Bhagavad-Gita and the English Romantic Movement: A Study in Influence seeks to fill the need of bringing into limelight the contribution of India to the growth and enrichment of the English Romantic Movement. It establishes that the great 'Romantic Movement' was augmented by what is known as 'la renaissance Orientale' which took place at the end of the eighteenth century as a result of the research conducted by English orientalists such as Charles Wilkins, Sir William Jones, Francis Wilford, N.H. Kindersley, etc. It was represented at its best by the prose translation of the Gita by Charles Wilkins which was published in London in 1785 at the recommendation of Warren Hastings. The present book proves with the help of documented evidence that all the great romantics - Blake, Wordsworth, Coleridge, Southey, Shelley and Keats, had read Wilkins Gita and imbibed its spirit, which found creative expression in their great poems. It is a revolutionary study which provides a new dimension to the evolution of English Romantic poetry by stressing its Indian aspects which have remained hitherto unnoticed but ought to have received due critical attention.
About the Author :
Dr. Krishna Gopal Srivastava is Professor of English at the University of Allahabad.
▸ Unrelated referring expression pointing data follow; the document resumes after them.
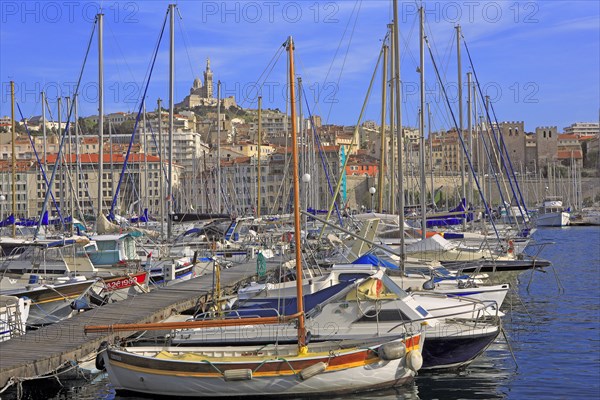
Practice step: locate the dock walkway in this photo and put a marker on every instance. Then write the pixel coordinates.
(43, 351)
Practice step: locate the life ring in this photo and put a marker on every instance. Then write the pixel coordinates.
(511, 247)
(99, 357)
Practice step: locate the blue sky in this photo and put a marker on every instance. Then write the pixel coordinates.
(538, 60)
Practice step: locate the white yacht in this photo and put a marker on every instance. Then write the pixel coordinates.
(552, 213)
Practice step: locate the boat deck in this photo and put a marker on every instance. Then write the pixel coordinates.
(55, 346)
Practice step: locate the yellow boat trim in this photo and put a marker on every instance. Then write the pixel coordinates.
(256, 374)
(75, 296)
He has had a brilliant academic record throughout and has published several books and articles in India, England and America. His two articles on Aristotle's Doctrine of Tragic Catharsis, which appeared in The British Journal of Aesthetics (Summer 1972 and Spring 1975 respectively), brought him international fame. His rendering of 'Ode to a Nightingale' stands displayed in the reading room of the Oriental section of the Cambridge University Library.